I have a concert coming up this weekend with Nathan Prisk at Grace Baptist Church in Dacula, GA. This is the first time we are doing a full concert together with his new music and that means I need to learn it. I got around to starting on it yesterday.

You might wonder if he has any music written down for accompanists. After all, he recorded a CD of these songs. But no, as a matter of fact, he doesn’t have anything of the sort. The pianists he used in the studio either never had charts or threw them away after they finished. For most of the songs, all I have to go on is the CD itself.

So how do I go about doing this? Well, the first thing I want to do is make sure I have the form down as well as the keys. For me, the form is the number of verses, how they fit together, the length of the intro, interludes and endings and key changes. For example, here are my notes from a typical song.

I Sing The Mighty Power of God
4 bars
Verse 1
4 bars
Verse 2
Key change over 2 bars
Verse 3
Slow down last phrase

There are two more important things I need to know: the overall style and the harmony. However, keep in mind that I am not interested in really copying either. Since I am accompanying a soloist, I can pretty much do whatever harmony I want.

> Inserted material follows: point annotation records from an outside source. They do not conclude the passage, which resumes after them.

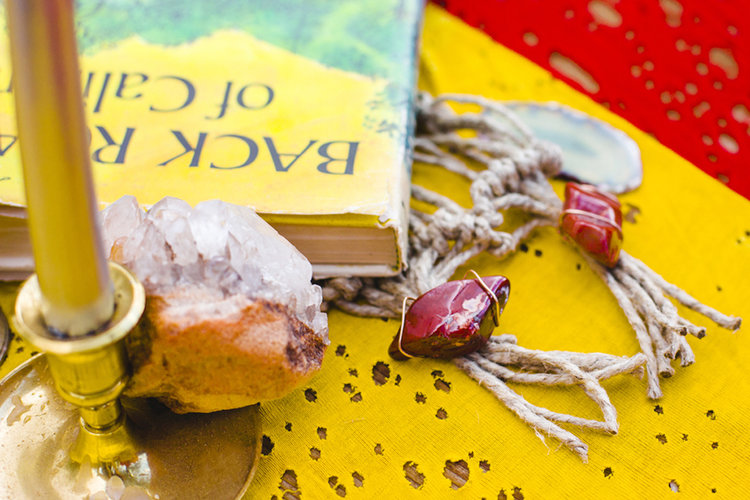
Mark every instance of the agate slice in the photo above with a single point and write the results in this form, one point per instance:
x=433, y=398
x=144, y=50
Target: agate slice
x=232, y=317
x=451, y=320
x=594, y=152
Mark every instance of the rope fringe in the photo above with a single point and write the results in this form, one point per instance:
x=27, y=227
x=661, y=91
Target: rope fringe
x=514, y=175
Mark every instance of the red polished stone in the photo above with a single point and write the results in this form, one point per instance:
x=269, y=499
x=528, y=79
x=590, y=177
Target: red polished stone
x=593, y=220
x=451, y=320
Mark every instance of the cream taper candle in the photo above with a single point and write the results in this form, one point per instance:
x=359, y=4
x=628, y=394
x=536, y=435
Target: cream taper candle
x=62, y=213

And while I will follow the general idea of the textures the original studio pianists used, I am not really interested in learning what they did note for note.

There are a few exceptions however. Based on what Nathan actually sings in a few places in this particular song, I know I need to pay attention to the chords in those places. One of them is the key change between verses 2 and 3. The key change is not normal and Nathan actually sings through it.

Here is a clip of that spot in the song starting with the phrase before the key change and ending after the first phrase in the new key. Listen carefully to what is happening.

Key change

If you are like me, you don’t instinctively hear the chords in that modulation. So what I did was get out my trusty Edirol and loop that part of the song until I figured it out. I knew the modulation was from F to G but what Nathan is singing there is in neither key. Once I learned his line, I knew he was in F# and that made perfect sense. The modulation sort of occurs in two half step moves: from F to F# and then from F# to G.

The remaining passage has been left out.